Ketekunan memang kunci penting untuk mendapatkan pencapaian. Bahkan para orang tua di Cina dan Jepang percaya bahwa untuk mencapai prestasi ketekunan anak berperan lebih penting dibandingkan kecerdasannya. Ya, karena ketekunan lah yang akan membuat anak terus berusaha menghadapi semua kesulitan sehingga pada akhirnya mampu meraih apa yang diharapkan. Lantas bagaimana kita mendorong sikap tekun pada anak-anak? 

Guru, mentor dan orang tua berperan besar dalam mendorong ketekunan pada anak-anak. Pembimbing yang baik memiliki kemampuan untuk memahami batas kemampuan anak bimbangannya, dan kemudian memotivasi mereka untuk berusaha lebih keras dan tak menyerah. Beberapa kiat yang diberikan para pembimbing ini akan membantu Anda mendorong anak-anak agar lebih tekun.

• Ajak anak untuk melihat jauh ke depan. Bahwa apa yang harus mereka lakukan sekarang bukanlah untuk kepentingan saat ini saja, namun akan bermanfaat di masa akan datang. Misalnya bagaimana memahami dan mempelajari matematika tidak hanya untuk mendapatkan nilai baik pada ulangan nanti, tapi juga diperlukan jika ia  ingin menempuh mencapai cita-citanya, misalnya menjadi pilot atau insinyur.

• Buat target-target kecil yang mengarah pada target besar di akhir. Dengan cara ini anak tak terintimidasi, karena tujuan akhir yang begitu besar dan berat. Dengan membuat target-target kecil ini Anda memecah masalah yang begitu besar dan abstrak menjadi hal yang dimengerti dan bisa dijalani. Target-target kecil ini  membuat anak dapat memahami apa yang harus dilakukan, merasa bangga karena berhasil mencapainya, sekaligus memompa semangatnya untuk terus berusaha mencapai tujuan akhir.

• Jangan lupa ‘merayakan’ keberhasilan-keberhasilan kecil dalam proses belajar. Puji anak atas usaha yang telah mereka lakukan dan beri semangat bila hasilnya belum sesuai yang diharapkan. Pujian dan penghargaan yang mereka peroleh akan membuat anak bangga dan tahu bahwa usaha mereka dihargai, sehingga mereka bersemangat untuk terus melakukannya.

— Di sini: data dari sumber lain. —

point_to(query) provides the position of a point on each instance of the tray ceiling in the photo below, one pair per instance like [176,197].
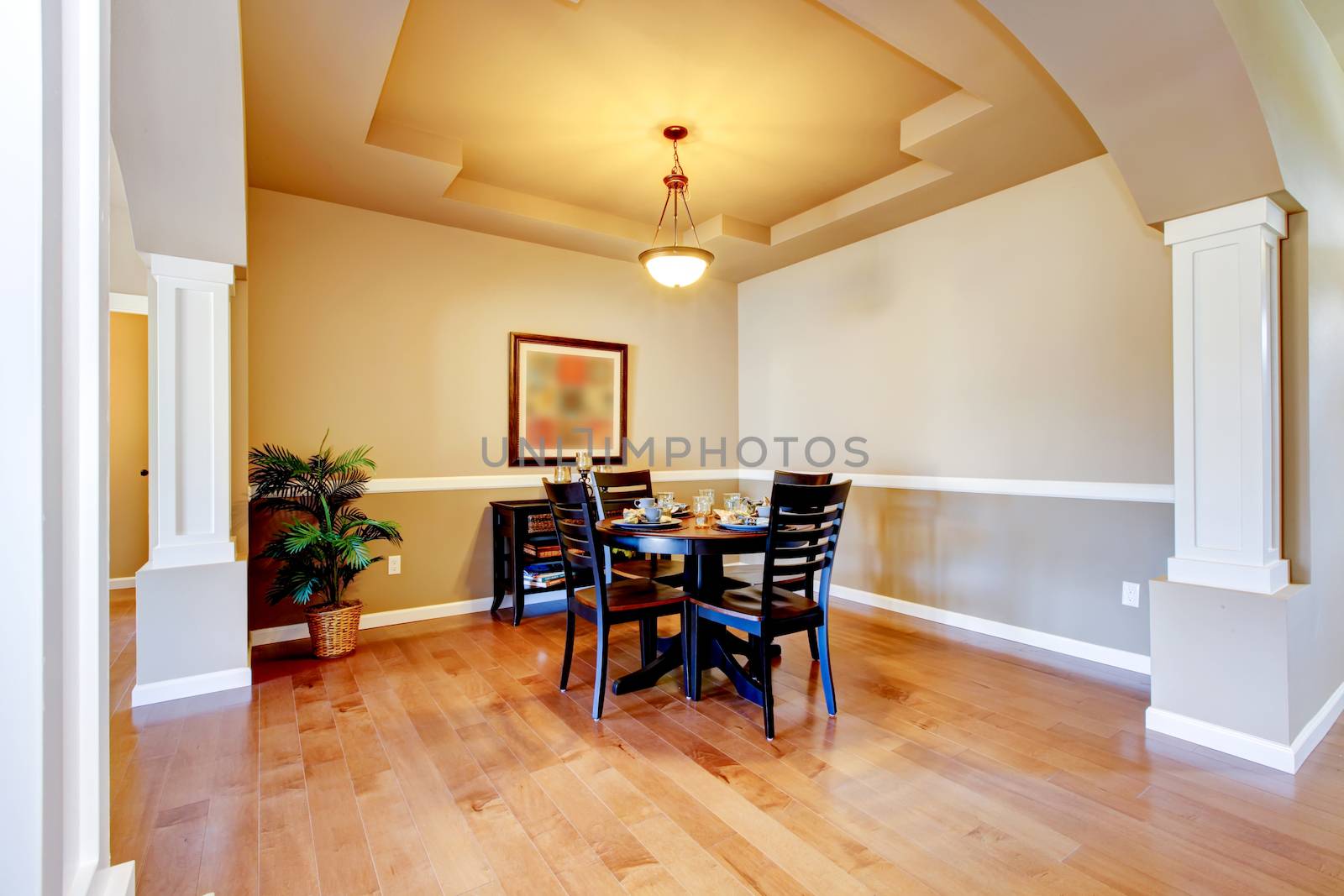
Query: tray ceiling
[542,118]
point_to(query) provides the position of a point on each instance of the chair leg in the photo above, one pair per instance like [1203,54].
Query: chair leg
[694,658]
[766,692]
[600,680]
[648,641]
[687,647]
[827,684]
[569,649]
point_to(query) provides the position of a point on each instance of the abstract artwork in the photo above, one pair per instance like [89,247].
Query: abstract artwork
[566,396]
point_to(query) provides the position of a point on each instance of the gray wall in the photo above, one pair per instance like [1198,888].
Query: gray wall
[1025,335]
[1052,564]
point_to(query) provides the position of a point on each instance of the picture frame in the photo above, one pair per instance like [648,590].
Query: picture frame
[559,387]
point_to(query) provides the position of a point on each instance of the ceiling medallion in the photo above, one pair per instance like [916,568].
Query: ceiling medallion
[676,265]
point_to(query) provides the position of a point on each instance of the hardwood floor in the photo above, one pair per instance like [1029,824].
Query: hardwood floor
[441,758]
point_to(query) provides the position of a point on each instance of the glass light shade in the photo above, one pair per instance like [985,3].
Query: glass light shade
[676,265]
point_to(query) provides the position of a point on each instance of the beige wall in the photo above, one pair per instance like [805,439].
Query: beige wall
[447,555]
[128,436]
[1026,335]
[394,332]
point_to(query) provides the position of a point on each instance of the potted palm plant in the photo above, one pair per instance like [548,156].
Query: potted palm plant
[323,543]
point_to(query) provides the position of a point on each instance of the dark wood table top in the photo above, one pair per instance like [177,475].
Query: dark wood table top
[687,539]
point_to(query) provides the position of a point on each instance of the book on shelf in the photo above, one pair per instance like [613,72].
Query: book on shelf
[543,575]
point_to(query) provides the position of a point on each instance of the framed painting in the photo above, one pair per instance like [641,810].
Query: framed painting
[564,396]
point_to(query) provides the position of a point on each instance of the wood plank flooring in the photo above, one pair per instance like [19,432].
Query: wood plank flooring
[441,758]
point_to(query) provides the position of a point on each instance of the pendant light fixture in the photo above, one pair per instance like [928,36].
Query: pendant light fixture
[676,265]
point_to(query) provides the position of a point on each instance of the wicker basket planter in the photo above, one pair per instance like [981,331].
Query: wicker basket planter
[335,631]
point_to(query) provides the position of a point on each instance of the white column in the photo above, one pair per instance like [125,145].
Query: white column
[1226,376]
[188,411]
[192,598]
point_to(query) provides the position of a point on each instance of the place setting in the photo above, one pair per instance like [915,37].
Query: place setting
[658,513]
[743,513]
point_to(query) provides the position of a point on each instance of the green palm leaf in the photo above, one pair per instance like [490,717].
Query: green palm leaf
[324,546]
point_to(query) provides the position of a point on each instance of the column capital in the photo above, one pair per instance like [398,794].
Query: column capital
[192,269]
[1253,212]
[1226,396]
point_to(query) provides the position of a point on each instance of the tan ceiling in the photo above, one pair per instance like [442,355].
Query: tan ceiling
[813,125]
[788,103]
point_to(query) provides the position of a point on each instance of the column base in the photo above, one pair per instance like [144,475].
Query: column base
[1213,574]
[1221,673]
[192,631]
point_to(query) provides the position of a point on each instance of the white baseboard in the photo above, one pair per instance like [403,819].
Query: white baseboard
[190,685]
[1320,725]
[1236,743]
[1054,642]
[118,880]
[1260,750]
[297,631]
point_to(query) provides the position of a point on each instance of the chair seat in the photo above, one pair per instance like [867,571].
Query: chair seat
[746,604]
[754,574]
[632,594]
[648,569]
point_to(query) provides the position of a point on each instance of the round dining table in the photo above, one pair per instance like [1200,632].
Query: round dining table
[702,550]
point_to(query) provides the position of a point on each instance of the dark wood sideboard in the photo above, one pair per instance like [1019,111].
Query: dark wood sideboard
[514,526]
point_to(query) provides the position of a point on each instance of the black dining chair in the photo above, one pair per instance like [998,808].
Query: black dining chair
[800,542]
[604,604]
[615,493]
[746,574]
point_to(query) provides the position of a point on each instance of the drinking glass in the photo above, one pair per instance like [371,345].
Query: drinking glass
[703,508]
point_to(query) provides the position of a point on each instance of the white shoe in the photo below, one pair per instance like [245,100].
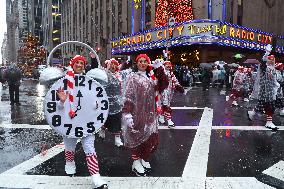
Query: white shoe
[235,103]
[171,124]
[161,119]
[227,98]
[250,115]
[270,125]
[246,100]
[98,182]
[70,167]
[137,168]
[281,112]
[102,133]
[146,165]
[117,141]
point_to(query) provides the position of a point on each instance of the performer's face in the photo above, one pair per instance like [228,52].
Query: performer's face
[113,68]
[78,67]
[142,64]
[168,67]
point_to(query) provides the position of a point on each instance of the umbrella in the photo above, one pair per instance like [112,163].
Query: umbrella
[234,65]
[220,63]
[238,56]
[206,65]
[251,61]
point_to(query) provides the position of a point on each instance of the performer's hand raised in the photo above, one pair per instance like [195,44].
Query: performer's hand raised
[62,95]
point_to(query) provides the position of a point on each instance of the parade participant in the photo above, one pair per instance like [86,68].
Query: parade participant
[13,76]
[265,89]
[114,91]
[280,79]
[238,89]
[140,119]
[77,66]
[167,95]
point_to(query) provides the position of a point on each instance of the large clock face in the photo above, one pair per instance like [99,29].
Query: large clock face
[90,104]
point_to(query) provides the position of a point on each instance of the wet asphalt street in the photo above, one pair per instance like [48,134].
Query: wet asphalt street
[213,145]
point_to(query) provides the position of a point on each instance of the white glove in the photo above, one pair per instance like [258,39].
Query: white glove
[185,91]
[165,53]
[127,120]
[268,48]
[157,63]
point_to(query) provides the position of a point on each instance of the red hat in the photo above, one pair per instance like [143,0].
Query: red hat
[240,68]
[143,56]
[115,62]
[279,66]
[76,59]
[167,63]
[271,57]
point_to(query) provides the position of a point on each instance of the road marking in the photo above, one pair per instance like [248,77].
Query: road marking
[178,127]
[43,181]
[257,128]
[235,182]
[194,173]
[186,108]
[276,171]
[24,126]
[35,161]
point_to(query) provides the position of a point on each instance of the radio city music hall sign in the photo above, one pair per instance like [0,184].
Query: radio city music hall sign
[194,29]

• Berikan pengertian bahwa proses belajar memang tidak selalu mulus, ada saat dimana mereka tidak mengerti atau frustasi dalam prosesnya. Namun bila mereka tidak menyerah, maka ilmu atau ketrampilan tersebut akan menjadi milik mereka selamanya. Beri mereka pengertian bahwa ada saat dimana mereka merasa ingin menyerah, tapi dengan mencoba sekali lagi siapa tahu mereka akan berhasil.

• Tak ada istilah salah atau gagal dalam belajar. Tekankan pada anak-anak, bahwa apa yang disebut kesalahan sesungguhanya adalah kesempatan untuk belajar. Bila anak mau belajar dan mengambil pelajaran dari kesalahannya, mereka justru akan mendapatkan banyak keuntungan. Jadi ajari mereka untuk tidak takut membuat kesalahan, karena dari situlah mereka bisa belajar, dan kesalahan akan jauh lebih menguntungkan dibandingkan tidak  mencoba sama sekali.

• Saat mengajarkan anak untuk tekun, buat perumpamaan dengan hal yang dipahami anak, seperti olah raga misalnya. Katakan bahwa seperti halnya dalam latihan basket, perlu latihan berulang-ulang sampai ia bisa memasukkan bola dalam ring dengan mulus. Begitu juga halnya dengan mempelajari matematika misalnya, perlu latihan dan latihan terus menerus supaya akhirnya bisa.

• Usik kebanggaan anak dengan memberi pemahaman bahwa pencapaian pribadinya sesungguhnya merupakan sumbangan besar bagi kelompok, kelas atau bahkan sekolahnya. Maka keberhasilannya adalah keberhasilan kelompok, kelas, atau sekolahnya.

• Jangan lupa ajarkan bahwa yang terpenting bukanlah ‘kemenangan’ yang diraih, namun justru kemenangan terhadap diri sendiri karena mampu mendisiplinkan diri dan mengatasi halangan terbesar yaitu rasa malas dan mudah menyerah.